Vanishing Twins: A Marriage by Leah Dieterich
Soft Skull Press, 2018
304 pages / Soft Skull
To choose freedom against coupling is an unpopular preference, one not the least celebrated in American culture, though the great, but often unknown, anarchist writer Voltairine de Cleyre wrote of parallelism (her term for coupling) in 1907 as the “greatest argument to be produced against marriage.” That is, pairing off brings with it irritation and what de Cleyre writes as, “…what was once a rare joy becomes a matter of course, and loses all its delicacy.” While there is truth to this, which I will continue to investigate in this essay—the sometimes banal nature of marriage and partnership over time and the lessening (or loss) of physical desire in monogamous relationships—there is also an argument to be made for the beauty of the quotidian relationship, of the daily intimacies, of the deep knowing of another, and here de Cleyre might even agree. I think she would argue, though, that if you choose to marry, you might do ill (as one of her essays argues)—and should that be your preference, you ought live in separate residences, it being “the permanent dependent relationship which…is detrimental to the growth of individual character.” So follows the question: How to maintain an identity within a monogamous relationship?

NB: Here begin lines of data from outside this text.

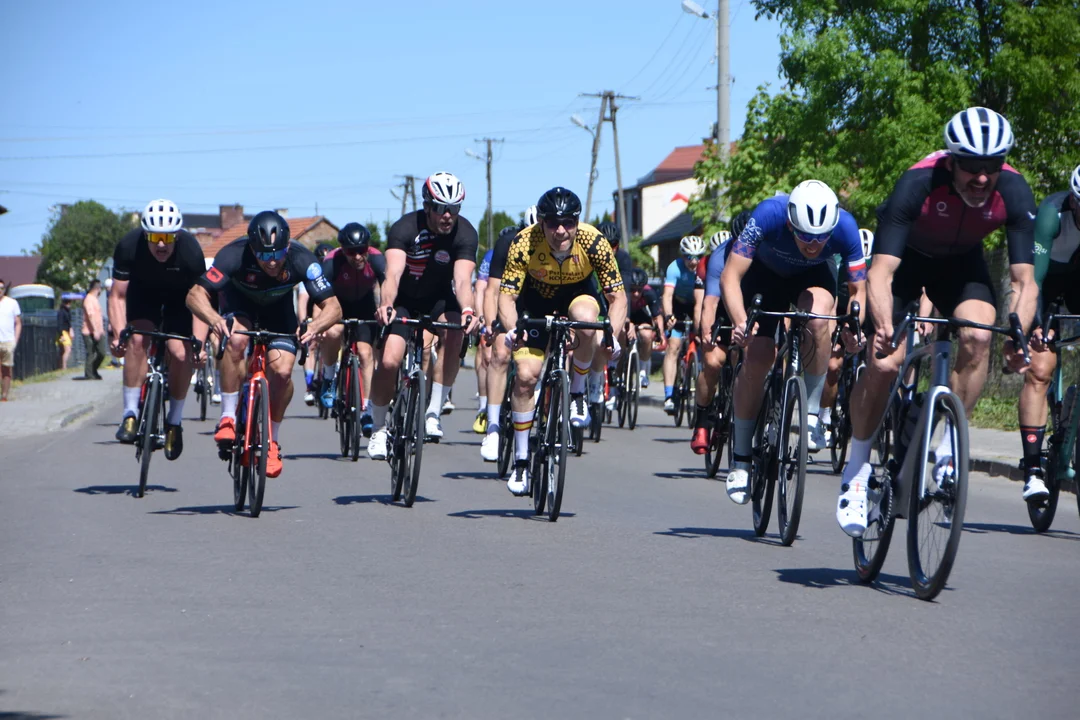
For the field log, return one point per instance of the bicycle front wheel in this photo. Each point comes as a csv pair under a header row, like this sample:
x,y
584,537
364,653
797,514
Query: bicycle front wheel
x,y
149,425
935,512
258,450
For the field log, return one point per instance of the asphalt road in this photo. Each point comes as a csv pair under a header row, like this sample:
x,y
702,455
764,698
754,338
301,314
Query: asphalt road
x,y
649,598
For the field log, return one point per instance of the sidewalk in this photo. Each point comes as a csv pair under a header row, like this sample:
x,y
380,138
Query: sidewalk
x,y
48,406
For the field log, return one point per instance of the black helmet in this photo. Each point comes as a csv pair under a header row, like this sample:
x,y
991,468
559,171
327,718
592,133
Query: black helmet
x,y
738,222
610,230
558,202
268,232
354,236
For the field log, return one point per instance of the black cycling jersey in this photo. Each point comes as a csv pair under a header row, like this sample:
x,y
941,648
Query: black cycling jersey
x,y
235,267
134,261
430,257
926,214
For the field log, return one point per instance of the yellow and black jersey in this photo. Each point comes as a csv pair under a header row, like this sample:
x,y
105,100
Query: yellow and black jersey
x,y
531,268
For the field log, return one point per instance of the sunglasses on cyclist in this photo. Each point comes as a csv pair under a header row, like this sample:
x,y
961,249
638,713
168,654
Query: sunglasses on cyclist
x,y
979,165
271,255
442,208
556,222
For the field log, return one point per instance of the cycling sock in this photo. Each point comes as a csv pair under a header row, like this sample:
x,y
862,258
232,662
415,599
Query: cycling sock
x,y
379,415
437,395
523,423
578,377
1033,444
131,402
175,415
744,436
229,402
815,383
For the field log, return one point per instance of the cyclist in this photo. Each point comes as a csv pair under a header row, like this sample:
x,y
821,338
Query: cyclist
x,y
646,321
714,348
431,255
255,276
354,270
549,270
1056,242
682,300
930,234
495,337
783,254
153,267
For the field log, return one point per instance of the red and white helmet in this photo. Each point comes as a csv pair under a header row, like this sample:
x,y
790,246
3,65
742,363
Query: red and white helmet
x,y
444,188
162,216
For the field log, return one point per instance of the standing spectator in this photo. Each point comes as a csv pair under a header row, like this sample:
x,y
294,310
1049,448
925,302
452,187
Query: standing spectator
x,y
11,327
64,327
93,330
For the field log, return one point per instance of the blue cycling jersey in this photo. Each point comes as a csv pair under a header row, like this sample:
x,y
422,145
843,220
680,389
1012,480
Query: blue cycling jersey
x,y
768,239
485,266
683,280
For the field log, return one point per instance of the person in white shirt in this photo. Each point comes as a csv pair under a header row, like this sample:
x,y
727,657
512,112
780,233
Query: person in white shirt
x,y
11,327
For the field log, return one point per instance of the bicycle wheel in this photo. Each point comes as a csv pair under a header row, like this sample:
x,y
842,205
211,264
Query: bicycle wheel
x,y
149,425
761,475
935,513
259,448
633,389
690,386
792,459
556,436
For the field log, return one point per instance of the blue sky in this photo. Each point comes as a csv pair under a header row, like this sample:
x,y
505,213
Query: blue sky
x,y
293,105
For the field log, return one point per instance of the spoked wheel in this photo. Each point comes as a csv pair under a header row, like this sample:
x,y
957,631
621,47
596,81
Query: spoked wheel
x,y
935,513
259,449
633,390
1041,512
763,472
792,458
149,426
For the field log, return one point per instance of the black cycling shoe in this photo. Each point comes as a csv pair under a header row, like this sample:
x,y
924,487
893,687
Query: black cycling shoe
x,y
174,442
125,433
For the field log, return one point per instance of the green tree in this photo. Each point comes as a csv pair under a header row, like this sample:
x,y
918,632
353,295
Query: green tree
x,y
868,86
79,240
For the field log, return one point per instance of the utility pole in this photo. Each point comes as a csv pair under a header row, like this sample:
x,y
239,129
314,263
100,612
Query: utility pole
x,y
608,110
487,161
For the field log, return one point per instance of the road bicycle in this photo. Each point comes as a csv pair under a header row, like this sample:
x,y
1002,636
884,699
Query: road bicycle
x,y
780,436
1062,451
550,437
248,451
909,480
348,405
406,424
150,422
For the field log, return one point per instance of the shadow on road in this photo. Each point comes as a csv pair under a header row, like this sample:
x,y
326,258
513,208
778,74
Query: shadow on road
x,y
218,510
120,490
382,500
522,514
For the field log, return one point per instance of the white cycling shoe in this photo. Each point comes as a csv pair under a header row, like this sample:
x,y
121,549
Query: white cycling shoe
x,y
738,484
851,506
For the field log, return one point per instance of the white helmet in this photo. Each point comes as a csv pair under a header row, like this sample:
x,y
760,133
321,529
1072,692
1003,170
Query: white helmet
x,y
162,216
812,208
444,188
692,245
979,132
867,238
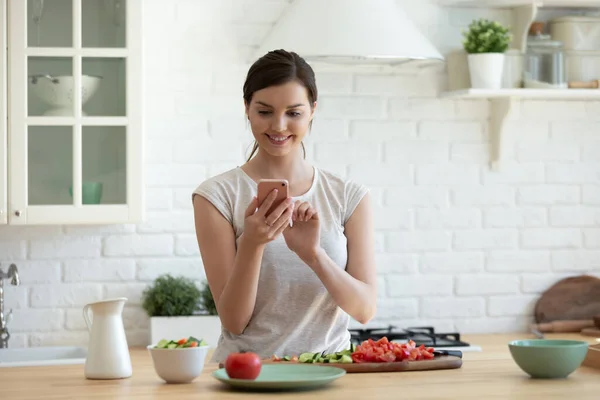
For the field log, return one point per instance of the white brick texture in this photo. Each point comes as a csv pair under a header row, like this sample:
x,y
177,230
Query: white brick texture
x,y
458,246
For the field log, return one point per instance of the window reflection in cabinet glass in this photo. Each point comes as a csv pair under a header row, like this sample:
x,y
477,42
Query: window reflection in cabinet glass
x,y
50,23
103,23
49,165
107,82
50,86
104,161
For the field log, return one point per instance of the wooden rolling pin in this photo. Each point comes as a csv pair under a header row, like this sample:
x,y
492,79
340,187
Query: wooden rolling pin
x,y
595,84
564,326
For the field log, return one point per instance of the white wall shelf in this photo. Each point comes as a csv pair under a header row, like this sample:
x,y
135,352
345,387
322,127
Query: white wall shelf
x,y
517,3
502,109
530,94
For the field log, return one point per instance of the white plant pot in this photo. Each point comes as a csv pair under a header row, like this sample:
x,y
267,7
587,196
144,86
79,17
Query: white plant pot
x,y
207,327
486,70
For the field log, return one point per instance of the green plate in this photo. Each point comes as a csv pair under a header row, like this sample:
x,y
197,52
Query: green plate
x,y
282,376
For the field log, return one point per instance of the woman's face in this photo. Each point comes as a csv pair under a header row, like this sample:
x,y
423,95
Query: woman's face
x,y
280,117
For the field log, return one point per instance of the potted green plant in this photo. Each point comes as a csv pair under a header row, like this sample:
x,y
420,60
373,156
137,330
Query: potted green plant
x,y
178,308
486,43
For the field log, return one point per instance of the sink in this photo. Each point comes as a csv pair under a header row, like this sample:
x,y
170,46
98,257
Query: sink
x,y
37,356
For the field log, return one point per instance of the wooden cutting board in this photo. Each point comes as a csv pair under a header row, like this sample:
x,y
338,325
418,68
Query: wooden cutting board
x,y
438,363
573,298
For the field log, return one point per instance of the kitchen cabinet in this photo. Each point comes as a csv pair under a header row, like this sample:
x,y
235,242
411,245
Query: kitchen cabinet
x,y
502,101
71,159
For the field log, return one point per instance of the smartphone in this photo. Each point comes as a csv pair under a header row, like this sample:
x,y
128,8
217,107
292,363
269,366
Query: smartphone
x,y
266,186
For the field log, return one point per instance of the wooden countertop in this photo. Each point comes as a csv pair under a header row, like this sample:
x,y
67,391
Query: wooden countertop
x,y
490,374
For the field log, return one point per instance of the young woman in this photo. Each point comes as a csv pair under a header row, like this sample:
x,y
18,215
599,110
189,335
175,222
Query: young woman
x,y
284,290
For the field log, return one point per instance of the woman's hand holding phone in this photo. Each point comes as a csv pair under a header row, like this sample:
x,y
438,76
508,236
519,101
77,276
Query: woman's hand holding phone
x,y
263,223
304,237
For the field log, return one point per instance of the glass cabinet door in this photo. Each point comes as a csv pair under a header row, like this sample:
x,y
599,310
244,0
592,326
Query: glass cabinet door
x,y
3,114
75,159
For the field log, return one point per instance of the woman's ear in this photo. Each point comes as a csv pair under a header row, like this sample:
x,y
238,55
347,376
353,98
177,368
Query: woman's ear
x,y
312,111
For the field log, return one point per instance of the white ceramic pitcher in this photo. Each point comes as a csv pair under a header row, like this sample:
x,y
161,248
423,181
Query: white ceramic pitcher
x,y
108,352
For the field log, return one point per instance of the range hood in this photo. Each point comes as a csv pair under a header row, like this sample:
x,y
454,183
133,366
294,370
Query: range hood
x,y
349,32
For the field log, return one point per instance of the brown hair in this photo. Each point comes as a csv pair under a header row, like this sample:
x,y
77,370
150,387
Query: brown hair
x,y
276,68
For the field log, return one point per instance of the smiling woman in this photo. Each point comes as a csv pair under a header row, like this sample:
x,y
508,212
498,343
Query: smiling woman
x,y
286,280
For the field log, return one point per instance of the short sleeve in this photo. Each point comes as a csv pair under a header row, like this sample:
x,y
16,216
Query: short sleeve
x,y
353,194
214,192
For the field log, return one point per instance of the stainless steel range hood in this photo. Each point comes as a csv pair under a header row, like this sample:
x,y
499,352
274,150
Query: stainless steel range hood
x,y
349,32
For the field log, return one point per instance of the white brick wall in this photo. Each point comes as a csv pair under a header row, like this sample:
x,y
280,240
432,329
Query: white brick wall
x,y
458,246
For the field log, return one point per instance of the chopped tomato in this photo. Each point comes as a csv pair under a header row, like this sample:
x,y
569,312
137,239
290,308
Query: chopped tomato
x,y
383,350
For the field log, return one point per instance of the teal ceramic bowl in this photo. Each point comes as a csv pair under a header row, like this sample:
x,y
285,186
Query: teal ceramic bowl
x,y
548,358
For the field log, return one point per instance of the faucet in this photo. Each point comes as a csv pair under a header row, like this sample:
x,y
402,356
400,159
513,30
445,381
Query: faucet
x,y
13,275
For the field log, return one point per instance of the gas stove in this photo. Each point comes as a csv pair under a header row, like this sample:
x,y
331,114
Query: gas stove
x,y
420,335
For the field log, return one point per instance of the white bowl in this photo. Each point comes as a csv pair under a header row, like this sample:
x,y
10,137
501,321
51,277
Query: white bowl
x,y
179,365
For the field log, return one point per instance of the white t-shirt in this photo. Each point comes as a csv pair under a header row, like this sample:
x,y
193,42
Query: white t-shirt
x,y
294,312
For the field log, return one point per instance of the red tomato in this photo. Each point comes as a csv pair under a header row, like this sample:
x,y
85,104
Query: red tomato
x,y
243,365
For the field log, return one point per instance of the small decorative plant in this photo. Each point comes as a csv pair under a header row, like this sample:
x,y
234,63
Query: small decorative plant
x,y
170,296
485,36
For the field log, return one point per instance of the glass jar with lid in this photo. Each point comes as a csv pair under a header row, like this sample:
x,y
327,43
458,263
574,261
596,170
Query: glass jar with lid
x,y
544,61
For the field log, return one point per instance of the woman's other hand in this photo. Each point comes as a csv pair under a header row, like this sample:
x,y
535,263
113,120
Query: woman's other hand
x,y
303,238
259,227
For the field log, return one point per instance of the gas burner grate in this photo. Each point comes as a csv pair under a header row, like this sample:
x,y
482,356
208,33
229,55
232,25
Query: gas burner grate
x,y
425,335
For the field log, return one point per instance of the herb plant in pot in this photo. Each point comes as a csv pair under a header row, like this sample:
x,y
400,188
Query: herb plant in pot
x,y
486,43
178,309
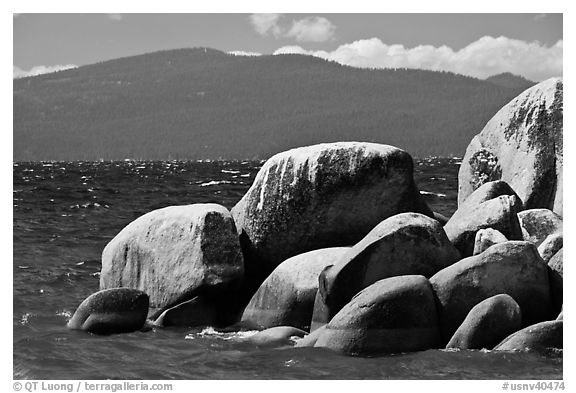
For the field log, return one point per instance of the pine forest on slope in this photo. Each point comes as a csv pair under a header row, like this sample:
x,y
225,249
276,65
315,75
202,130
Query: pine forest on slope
x,y
205,104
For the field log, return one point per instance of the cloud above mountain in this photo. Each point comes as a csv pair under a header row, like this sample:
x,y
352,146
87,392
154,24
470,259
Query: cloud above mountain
x,y
308,29
482,58
38,70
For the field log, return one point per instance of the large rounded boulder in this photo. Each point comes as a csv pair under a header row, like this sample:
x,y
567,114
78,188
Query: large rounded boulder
x,y
175,254
537,224
321,196
514,268
393,315
287,296
485,238
551,245
115,310
404,244
499,213
488,323
522,145
542,337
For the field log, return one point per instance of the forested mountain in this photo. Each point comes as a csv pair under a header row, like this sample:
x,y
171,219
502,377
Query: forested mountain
x,y
206,104
508,79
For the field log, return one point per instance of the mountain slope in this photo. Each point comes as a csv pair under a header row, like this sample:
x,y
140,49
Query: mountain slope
x,y
202,103
508,79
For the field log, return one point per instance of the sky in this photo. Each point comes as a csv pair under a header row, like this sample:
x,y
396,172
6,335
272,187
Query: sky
x,y
477,45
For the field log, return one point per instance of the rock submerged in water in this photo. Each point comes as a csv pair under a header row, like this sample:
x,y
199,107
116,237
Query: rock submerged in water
x,y
115,310
541,337
538,224
198,311
556,272
321,196
499,213
522,145
488,323
513,268
278,335
404,244
393,315
175,254
287,296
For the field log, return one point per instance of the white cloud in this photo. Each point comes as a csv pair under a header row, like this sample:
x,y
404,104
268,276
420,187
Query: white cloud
x,y
482,58
37,70
309,29
244,53
265,24
116,17
312,29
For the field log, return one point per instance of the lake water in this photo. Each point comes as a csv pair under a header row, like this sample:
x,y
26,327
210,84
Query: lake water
x,y
64,215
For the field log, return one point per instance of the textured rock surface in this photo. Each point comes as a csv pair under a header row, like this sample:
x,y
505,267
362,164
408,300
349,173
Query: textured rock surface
x,y
499,213
287,296
485,192
522,145
540,337
320,196
310,340
175,254
115,310
488,323
485,238
551,245
195,312
537,224
393,315
556,265
404,244
514,268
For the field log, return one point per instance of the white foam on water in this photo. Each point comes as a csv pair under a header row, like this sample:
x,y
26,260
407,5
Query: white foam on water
x,y
215,183
438,194
213,333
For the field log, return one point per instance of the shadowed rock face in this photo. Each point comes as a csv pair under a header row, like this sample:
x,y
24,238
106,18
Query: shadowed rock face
x,y
499,213
522,145
404,244
322,196
175,254
115,310
393,315
537,224
485,238
514,268
541,337
488,323
287,296
556,266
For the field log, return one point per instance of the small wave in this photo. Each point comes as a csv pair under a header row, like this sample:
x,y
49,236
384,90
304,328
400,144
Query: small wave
x,y
213,333
215,183
436,194
25,318
64,313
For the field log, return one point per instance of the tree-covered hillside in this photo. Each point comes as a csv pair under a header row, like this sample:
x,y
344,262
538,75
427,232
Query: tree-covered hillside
x,y
201,103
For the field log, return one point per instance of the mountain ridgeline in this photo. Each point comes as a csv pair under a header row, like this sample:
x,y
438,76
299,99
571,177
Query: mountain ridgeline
x,y
205,104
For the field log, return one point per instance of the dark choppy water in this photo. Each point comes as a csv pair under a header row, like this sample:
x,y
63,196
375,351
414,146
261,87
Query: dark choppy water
x,y
65,213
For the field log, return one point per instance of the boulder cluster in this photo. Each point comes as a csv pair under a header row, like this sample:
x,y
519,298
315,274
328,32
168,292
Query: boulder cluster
x,y
333,244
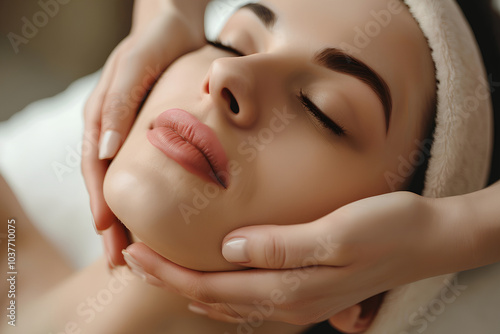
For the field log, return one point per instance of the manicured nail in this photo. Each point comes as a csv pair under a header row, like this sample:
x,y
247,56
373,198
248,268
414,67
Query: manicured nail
x,y
137,269
196,309
235,251
111,265
95,227
109,144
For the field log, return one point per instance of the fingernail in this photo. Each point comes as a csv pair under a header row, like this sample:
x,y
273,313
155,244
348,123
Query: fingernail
x,y
235,251
137,269
197,309
111,265
109,144
95,227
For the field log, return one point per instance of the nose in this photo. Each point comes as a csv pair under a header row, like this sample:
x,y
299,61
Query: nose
x,y
231,83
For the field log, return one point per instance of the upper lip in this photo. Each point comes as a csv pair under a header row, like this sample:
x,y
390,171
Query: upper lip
x,y
201,136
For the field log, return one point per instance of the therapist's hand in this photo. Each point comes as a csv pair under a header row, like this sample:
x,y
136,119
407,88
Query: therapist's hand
x,y
160,33
312,271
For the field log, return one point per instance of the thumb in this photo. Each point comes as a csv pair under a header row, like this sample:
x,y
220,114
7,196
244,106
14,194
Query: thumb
x,y
281,247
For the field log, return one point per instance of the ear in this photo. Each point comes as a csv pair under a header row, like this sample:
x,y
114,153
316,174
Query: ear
x,y
357,318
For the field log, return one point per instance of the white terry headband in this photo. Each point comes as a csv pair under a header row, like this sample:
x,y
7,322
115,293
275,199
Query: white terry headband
x,y
461,152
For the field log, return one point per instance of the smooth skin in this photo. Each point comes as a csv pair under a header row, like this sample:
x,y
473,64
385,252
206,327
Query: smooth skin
x,y
344,270
129,73
368,241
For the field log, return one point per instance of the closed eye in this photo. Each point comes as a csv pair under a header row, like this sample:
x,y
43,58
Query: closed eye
x,y
219,45
321,116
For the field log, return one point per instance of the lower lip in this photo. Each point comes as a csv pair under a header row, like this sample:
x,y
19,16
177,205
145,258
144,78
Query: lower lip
x,y
166,136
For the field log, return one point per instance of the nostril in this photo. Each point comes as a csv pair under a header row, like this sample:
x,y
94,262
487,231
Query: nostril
x,y
233,104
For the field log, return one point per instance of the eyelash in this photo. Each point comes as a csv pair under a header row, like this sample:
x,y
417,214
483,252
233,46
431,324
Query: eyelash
x,y
303,98
219,45
320,116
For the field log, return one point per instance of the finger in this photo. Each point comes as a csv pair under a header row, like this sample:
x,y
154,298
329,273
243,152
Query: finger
x,y
136,72
92,168
284,247
297,296
239,287
210,312
115,240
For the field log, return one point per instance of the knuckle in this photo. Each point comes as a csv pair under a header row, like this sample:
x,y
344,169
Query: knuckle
x,y
199,292
275,252
227,310
116,109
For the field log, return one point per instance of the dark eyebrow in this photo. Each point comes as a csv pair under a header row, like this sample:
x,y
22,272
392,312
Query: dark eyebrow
x,y
339,61
266,15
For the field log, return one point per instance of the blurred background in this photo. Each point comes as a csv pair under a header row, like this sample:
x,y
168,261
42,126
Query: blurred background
x,y
66,39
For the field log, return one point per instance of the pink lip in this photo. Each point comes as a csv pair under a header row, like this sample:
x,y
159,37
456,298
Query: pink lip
x,y
192,144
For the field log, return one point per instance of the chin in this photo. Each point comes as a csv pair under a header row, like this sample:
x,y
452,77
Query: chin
x,y
140,201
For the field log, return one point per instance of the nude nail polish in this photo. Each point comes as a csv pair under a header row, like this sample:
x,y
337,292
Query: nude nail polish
x,y
235,251
109,144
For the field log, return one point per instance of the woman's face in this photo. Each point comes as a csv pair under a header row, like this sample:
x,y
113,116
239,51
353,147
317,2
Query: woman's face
x,y
328,100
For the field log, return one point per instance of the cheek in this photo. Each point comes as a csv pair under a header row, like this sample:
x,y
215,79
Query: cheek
x,y
168,209
297,179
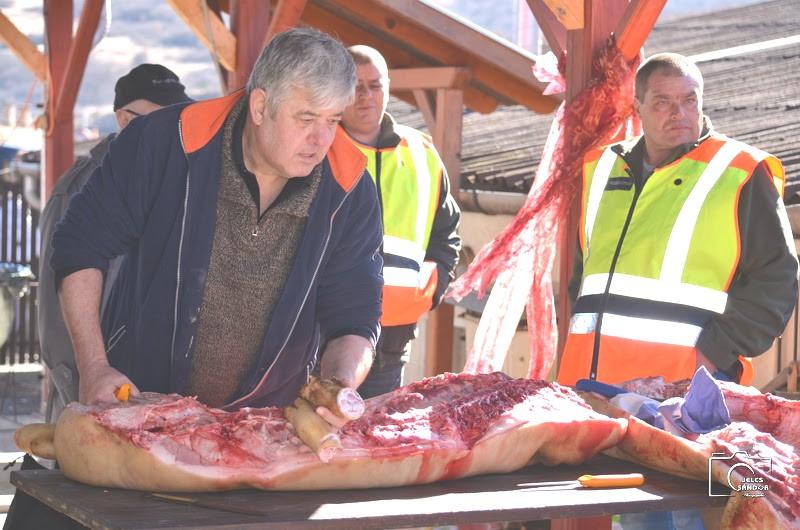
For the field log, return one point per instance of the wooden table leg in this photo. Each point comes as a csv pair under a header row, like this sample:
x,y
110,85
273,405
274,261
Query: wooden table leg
x,y
602,522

The question naturally raises others—most immediately, perhaps, about sexuality. How to weather fluctuations in desire over the long term? Is polyamory, in such a way that partners live and love autonomously, both together and apart, the answer? Leah Dieterich attempts to answer these questions in her new memoir, Vanishing Twins, out from Soft Skull Press. At its core, the memoir covers several years of the narrator’s journey into opening her marriage with her young husband. We follow Dieterich, first as a teen ballet dancer, then into college and the early years of her marriage and on until she quits ballet, becomes an advertising writer, and experiments with her sexuality by taking a woman as a lover. Dieterich establishes the main thread of the book early on, as she describes her desire to play Odile in Swan Lake, the “villainous doppelganger of the White Swan, Odette.” This, the idea of “twinning,” she expands to include the biological fact that one-eighth of all natural pregnancies begin as twins. Through this lens, she establishes her need to find the twin she never had. She takes this idea of twinning further by incorporating psychoanalyst Adam Phillips’ ideas from his book Monogamy, in which, “coupledom is a sustained resistance to the intrusion of third parties. The couple needs to sustain the third parties in order to go on resisting them” (which is also an idea that psychologist and writer Esther Perel has made famous: the idea of the third). Dieterich has a suspicion that she has a missing twin and she’ll find this through partnership, whether with her husband, her lover, or her co-worker, with whom she also develops a close, but non-sexual relationship in the story.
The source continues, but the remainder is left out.